Evidence of civil society involvement in developing family planning/reproductive health policies
Evidence exists in demonstrating the involvement at national and subnational levels of individuals and groups from civil society in developing family planning (FP)/reproductive health (RH) policies.
Individuals and groups should be identified in advance and key informants interviewed using a standardized questionnaire or assessment tool that measures level of involvement as assisting or actively engaging in policy dialogue, planning, and/or advocacy. A third party review of project records, reports, action plans, newspaper articles and published statements and speeches is recommended.
Project records; quarterly reports; action plans; interviews with key informants; newspaper articles; published statements; speeches; meeting minutes.
This indicator can be used to identify the existence, types, and levels of civil society participation and advocacy in FP/RH policy development. A number of factors influence the planning and implementation of policy including the nature of the policy process, the actors involved in the process, and the context in which the policy is designed and must be implemented. The motivation, flow of information, and balance of power among civil society and public stakeholders influences policy development. In addition, involvement of civil society early in the process improves the likelihood of success. For example, civil society groups are well-suited to participate in much needed advocacy for policy issues, adapt policy strategies to reach under-served populations, and monitor program accountability.
While policy formulation is being increasingly recognized as requiring a multisectoral approach, involvement of civil society groups may not continue during implementation. This indicator does not extend beyond the policy development stage and additional indicators are needed to measure continued levels of civil society participation during the implementation phase. Thus, an important follow-up indicator would be Evidence of civil society participation in monitoring the implementation of family planning/reproductive health policies.

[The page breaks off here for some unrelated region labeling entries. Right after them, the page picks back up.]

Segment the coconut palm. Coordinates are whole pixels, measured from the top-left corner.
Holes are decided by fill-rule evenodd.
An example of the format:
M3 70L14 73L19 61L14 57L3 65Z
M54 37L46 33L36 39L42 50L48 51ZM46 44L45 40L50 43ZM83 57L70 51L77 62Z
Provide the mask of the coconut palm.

National RH policies may affect subpopulations differently and women and girls constitute an especially vulnerable population if gender equality measures are not built into the policies and resulting initiatives and programs. Women and girls can face barriers to RH services and information that are intensified by cultural gender norms. Government and policy leaders need to include women and women’s groups as stakeholders in the policy development process, while making gender equality central to policy decisions, program design and implementation.